“Amo la storia del Sundance un percorso che parte da un’idea importante e diventa condivisione…”. Arrivano via Twitter le prime tracce dirette della presenza di Giorgio Diritti al Sundance Film Festival di Robert Redford, dove il suo nuovo film, Un giorno devi andare (There will come a day, il titolo internazionale, n.d.r.) è stato proiettato a pubblico e stampa.
Film che, segnalava ieri la stampa da Park City, “purtroppo è passato inosservato dai radar della stampa internazionale: sala praticamente vuota, l’altra sera per la proiezione”, ma che rimane una indubbia presenza di qualità artistica ed indipendenza produttiva tutta made in Italy per un autore che si è fatto strada da sè, mantenendo una propria integrità morale e culturale.

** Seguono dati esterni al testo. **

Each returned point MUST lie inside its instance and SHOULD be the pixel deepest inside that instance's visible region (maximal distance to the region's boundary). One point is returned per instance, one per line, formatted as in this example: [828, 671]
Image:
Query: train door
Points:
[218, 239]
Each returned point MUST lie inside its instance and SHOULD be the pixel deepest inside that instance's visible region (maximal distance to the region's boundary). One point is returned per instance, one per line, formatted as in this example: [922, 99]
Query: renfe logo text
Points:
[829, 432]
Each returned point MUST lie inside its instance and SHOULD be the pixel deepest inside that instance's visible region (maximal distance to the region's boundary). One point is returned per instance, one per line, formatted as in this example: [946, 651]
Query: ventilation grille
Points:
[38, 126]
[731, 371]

Giorgio Diritti, solitamente riservato e poco mondano, racconta il suo entusiasmo sull’account appena inaugurato del social network, postando diverse foto: una con il gruppo della produzione nel quale appare una Jasmine Trinca in ottima forma, una con l’ufficio stampa internazionale, una con il divin Robert Redford e un’altra infine con uno scorcio di natura dove sono ritratti alcuni pescatori su un lago ghiacciato.
Un giorno devi andare è in concorso nella sezione World Cinema Dramatic. Girato per 11 settimane in Amazzonia e due settimane in Trentino, interpretato da Jasmine Trinca, il film racconta di Augusta, una giovane donna italiana costretta a mettere in discussione le certezze su cui aveva costruito la sua esistenza. Su una piccola barca e nell’immensità della natura amazzonica inizia il suo viaggio accompagnando Suor Franca, un’amica della madre, nella sua missione presso i villaggi indios.
“La cosa più incredibile per me è che qui mi sono sentito a casa – ha spiegato Diritti da Park City – Il Sundance mi ha riportato indietro ai tempi in cui facevo cinema con Ermanno Olmi quando le discussioni sul cinema erano sull’arte e suoi contenuti. Ho capito che Redford ha voluto fare con questo festival un luogo di discussione sull’arte e sul cinema e non sulla sua commercializzazione. Redford non conosceva il mio lavoro, ci siamo conosciuti a pranzo, ho sentito una grande affinità nel modo in cui lui si pone di fronte a certe tematiche cinematografiche”.